В рыбном магазине продавали копчёную салаку. Очередь выхлестнулась на проспект, растопырилась зонтами, поднятыми капюшонами. Серёга и Феликс сунулись в кафе-мороженое, на двери перед их носами возникла табличка: «Мест нет». Они перешли на другую сторону, втиснулись в пирожковую. Но и здесь необходимо было выстоять. В очереди переговаривались, пошучивали. Вот только над чем? Кто-то, поднимаясь в пирожковую, упал со ступенек в лужу и никак не мог подняться. Ха-ха, как смешно! Какая-то бабуся лезла к стойке, кричала, что ей неправильно дали сдачу. Её не пускали. Симпатии были на стороне мордастой продавщицы. Всё это могло бы позабавить, отвлечь от мрачных мыслей, если бы не вгоняло в бешенство. Феликс искал в себе силы жалеть людей, хоть это было непросто. Но должны же настать лучшие времена! Он усмехнулся, посмотрел на Серёгу. Того, похоже, одолевали противоположные чувства, столько презрения, если не сказать, ненависти было в его глазах. Феликс подумал, наверное, Серёга вспомнил что-то нехорошее. «А ты куда после школы?» — спросил он. «На переводчика», — мрачно ответил Серёга как о давно и окончательно решённом. «Вот как? — удивился Феликс. — И в какой, интересно, институт будешь поступать?» Серёга назвал московский институт, поступить в который было невозможно. «Какой язык будешь изучать?» — не отставал Феликс. «Да хоть суахили, хоть сингали!» — со злобой ответил Серёга. «Зачем это тебе?» — «Чтобы вырваться отсюда! Чтобы не видеть этих рож, вот этого всего!» — «Туда трудно поступить», — перебил Феликс, на что Клячко, внезапно успокоившись, ответил, что существует ежегодная квота для простых, так сказать, смертных и что он, выходец из рабочей семьи, так сказать, пролетарий, активный комсомолец, спортсмен, дружинник и т. д., крепко рассчитывает угодить в эту квоту. «Пусть попробуют не принять, подонки, до Верховного Совета дойду! Не по блату буду поступать, терять нечего». Феликс сказал, есть в этом что-то рабье: знать, что все идут по блату, и при этом надеяться на какую-то мифическую квоту. «Что же мне? — сощурился Серёга. — Встать у входа да заорать: держи блатных! Чтобы меня в «воронок» да в сумасшедший дом?

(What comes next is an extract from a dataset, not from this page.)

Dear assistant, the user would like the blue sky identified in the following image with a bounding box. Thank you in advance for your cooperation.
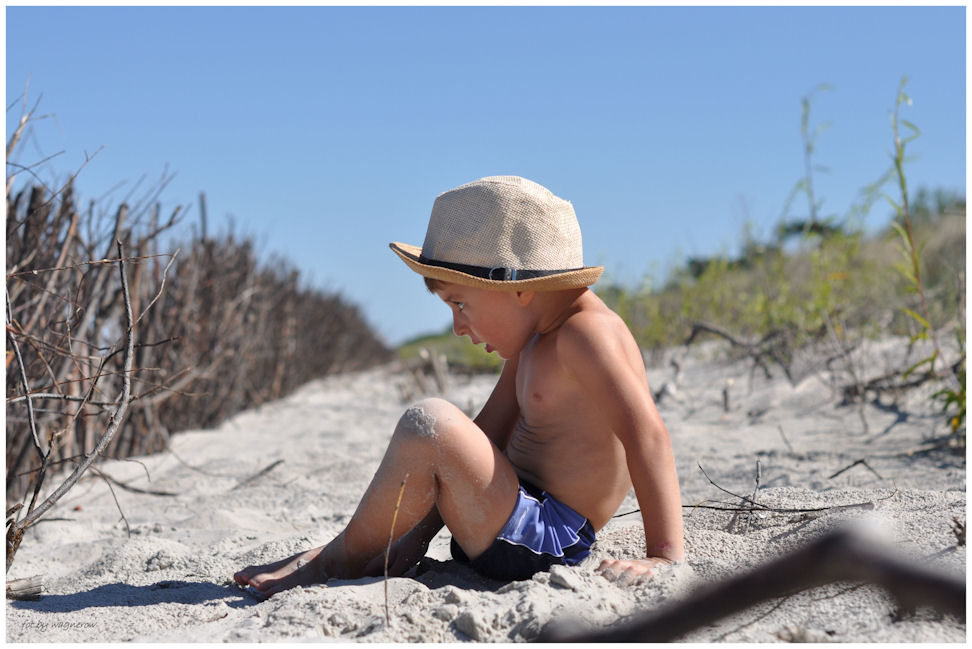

Ладно-ладно, — снисходительно похлопал Феликса по плечу. — Посмотрим, как сам будешь поступать…» — «Ты что же думаешь, я…» — чуть не задохнулся от негодования Феликс. «Ничего я не думаю, только идиота из меня делать не надо!» — отмахнулся Клячко.
Да, разговаривать с таким человеком было совершенно бессмысленно.
Уже две недели Феликс не видел Наташи, образ её потускнел, стёрся в памяти. Одни бесстыдные видения вставали перед глазами. Его охватывал ужас. «Разве это… любовь? Одно, одно нас связывало! Я даже не знаю, что она за человек, не было времени поговорить».
Чем дольше он не видел Наташу, тем нелепее казалось задуманное, тем меньше было веры, что он решится. И тем одновременно было легче, так как не в Наташе было дело. В нём. Не Наташе, себе собирался принести Феликс очистительную жертву. Себя приносил в жертву себе, ибо ничего другого у него не было.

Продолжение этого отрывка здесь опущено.